As a consequence of the distorting nature of the three flat map projections, the scale bar is an accurate representation of distance only for the region directy under the scalebar.

Bandwidth Limitation

When using the iPhone with the 3G connection, the app will fetch tiles at its normal rate upto a threshold of 2.5 megabytes and then throttle down so as not to fetch more than a total of 5 megabytes of content over a five minute span. If you are not constantly panning and zooming, you will probably not notice this limitation. There is no bandwidth limitation when using the WiFi connection to the internet.

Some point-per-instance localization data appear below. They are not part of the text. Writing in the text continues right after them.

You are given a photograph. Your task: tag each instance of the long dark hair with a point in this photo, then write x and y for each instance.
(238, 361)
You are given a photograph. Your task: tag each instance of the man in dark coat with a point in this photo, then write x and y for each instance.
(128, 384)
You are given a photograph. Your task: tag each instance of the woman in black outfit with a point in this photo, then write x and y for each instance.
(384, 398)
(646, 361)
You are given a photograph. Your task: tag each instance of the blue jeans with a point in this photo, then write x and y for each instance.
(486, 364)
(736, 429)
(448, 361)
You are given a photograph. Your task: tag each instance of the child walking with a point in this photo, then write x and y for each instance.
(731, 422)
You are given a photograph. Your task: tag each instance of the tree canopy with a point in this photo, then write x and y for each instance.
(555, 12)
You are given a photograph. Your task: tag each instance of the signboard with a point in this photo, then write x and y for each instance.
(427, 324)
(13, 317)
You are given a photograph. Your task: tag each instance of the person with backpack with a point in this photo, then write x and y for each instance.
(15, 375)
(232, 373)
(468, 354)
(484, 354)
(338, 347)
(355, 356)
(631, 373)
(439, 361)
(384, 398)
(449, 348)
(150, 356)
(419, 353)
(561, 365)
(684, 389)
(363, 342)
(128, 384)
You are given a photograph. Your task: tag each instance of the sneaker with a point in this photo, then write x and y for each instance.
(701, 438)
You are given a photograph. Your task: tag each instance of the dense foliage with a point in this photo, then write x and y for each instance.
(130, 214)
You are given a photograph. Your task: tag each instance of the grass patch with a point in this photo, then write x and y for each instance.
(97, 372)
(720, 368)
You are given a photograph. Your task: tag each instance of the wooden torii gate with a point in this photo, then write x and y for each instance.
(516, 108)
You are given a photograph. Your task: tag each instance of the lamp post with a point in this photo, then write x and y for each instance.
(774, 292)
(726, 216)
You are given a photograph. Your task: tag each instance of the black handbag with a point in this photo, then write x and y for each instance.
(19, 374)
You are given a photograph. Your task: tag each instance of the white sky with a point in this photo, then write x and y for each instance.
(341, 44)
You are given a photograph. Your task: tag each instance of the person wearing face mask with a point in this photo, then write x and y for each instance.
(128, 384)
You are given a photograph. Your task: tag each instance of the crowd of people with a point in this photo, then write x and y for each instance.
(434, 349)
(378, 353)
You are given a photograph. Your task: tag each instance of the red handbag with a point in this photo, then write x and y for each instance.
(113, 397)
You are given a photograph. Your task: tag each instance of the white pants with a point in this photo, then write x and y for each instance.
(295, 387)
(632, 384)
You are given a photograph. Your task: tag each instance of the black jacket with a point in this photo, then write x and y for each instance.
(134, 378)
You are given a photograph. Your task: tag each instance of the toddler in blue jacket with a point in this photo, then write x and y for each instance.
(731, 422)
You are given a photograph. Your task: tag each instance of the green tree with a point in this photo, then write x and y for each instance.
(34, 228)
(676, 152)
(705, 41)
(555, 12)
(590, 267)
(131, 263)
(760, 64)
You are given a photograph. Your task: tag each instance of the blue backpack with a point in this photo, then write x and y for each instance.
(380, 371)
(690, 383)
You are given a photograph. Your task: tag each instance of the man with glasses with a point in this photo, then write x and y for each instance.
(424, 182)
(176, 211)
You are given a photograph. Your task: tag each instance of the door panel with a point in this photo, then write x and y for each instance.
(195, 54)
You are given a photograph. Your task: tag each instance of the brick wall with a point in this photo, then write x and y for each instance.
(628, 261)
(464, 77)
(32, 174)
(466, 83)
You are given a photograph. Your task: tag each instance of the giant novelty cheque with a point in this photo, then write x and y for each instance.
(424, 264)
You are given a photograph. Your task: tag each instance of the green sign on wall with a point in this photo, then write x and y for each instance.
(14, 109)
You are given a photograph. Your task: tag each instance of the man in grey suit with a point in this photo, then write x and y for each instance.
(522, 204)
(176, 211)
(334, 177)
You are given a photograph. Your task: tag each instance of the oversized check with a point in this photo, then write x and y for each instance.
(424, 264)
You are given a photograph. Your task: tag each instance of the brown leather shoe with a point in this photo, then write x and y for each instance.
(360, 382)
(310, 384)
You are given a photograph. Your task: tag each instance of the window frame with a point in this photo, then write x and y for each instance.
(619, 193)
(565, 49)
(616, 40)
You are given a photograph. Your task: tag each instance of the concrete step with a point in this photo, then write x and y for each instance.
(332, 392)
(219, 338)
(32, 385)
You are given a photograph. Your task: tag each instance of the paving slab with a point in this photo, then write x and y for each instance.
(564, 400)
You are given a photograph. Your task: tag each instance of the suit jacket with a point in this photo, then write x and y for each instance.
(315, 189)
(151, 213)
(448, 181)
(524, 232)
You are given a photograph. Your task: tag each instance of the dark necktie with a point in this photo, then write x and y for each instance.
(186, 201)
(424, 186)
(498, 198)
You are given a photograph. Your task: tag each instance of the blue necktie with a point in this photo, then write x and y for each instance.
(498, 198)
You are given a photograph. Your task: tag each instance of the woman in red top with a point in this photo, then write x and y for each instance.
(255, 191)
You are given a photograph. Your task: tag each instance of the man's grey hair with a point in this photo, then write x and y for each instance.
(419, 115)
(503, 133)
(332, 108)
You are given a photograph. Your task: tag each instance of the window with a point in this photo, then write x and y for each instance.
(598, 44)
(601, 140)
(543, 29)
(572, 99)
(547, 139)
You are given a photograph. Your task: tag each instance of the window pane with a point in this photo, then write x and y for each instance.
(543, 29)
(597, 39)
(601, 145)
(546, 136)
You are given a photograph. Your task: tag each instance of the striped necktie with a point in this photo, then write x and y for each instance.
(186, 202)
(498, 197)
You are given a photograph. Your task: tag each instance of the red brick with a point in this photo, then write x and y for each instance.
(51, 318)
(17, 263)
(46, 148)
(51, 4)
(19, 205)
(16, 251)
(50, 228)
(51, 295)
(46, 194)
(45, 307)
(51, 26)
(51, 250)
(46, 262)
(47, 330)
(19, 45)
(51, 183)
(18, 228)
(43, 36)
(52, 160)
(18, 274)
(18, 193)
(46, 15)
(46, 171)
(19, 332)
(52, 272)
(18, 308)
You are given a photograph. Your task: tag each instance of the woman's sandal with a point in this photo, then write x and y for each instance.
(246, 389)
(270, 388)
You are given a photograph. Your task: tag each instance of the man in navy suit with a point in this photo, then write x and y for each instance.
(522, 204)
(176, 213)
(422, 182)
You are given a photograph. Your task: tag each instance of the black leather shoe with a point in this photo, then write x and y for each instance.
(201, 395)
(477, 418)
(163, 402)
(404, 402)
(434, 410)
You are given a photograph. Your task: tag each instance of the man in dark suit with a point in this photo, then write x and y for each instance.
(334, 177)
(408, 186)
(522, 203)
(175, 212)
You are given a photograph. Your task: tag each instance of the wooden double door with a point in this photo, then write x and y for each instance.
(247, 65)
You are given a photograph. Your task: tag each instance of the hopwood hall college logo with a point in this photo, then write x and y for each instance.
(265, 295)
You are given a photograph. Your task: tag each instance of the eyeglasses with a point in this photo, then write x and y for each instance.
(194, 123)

Automatic Cascading of Maps and Charts

The USGS topographic sheets, the NOAA nautical charts and the Geologic Map of France come from their originating sources at different map scales. In these cases, we have combined each into a superset of tiles. Thus as you zoom in for greater detail, the style of the map or chart may abruptly change due to automatic selection from differently scaled materials. The layer for the Geologic Maps for the US States first appears as state outlines, each filled with a different gray value. The Geologic Map for a particular state is selected by panning across the US so that the desired state moves to the center of the screen and by zooming in so that this state occupies more screen area relative to surrounding states.

Datums and Projections

All content is transformed into and displayed in the WGS 84 coordinate frame for the Earth. WGS 84 uses the 1996 Earth Gravitational Model (EGM96) geoid, revised in 2004. The corresponding EPSG Projection codes are 3857 for the spherical Mercator Projection, 32661 for the North Polar Stereographic Projection and 3031 for the South Polar Stereographic Projection.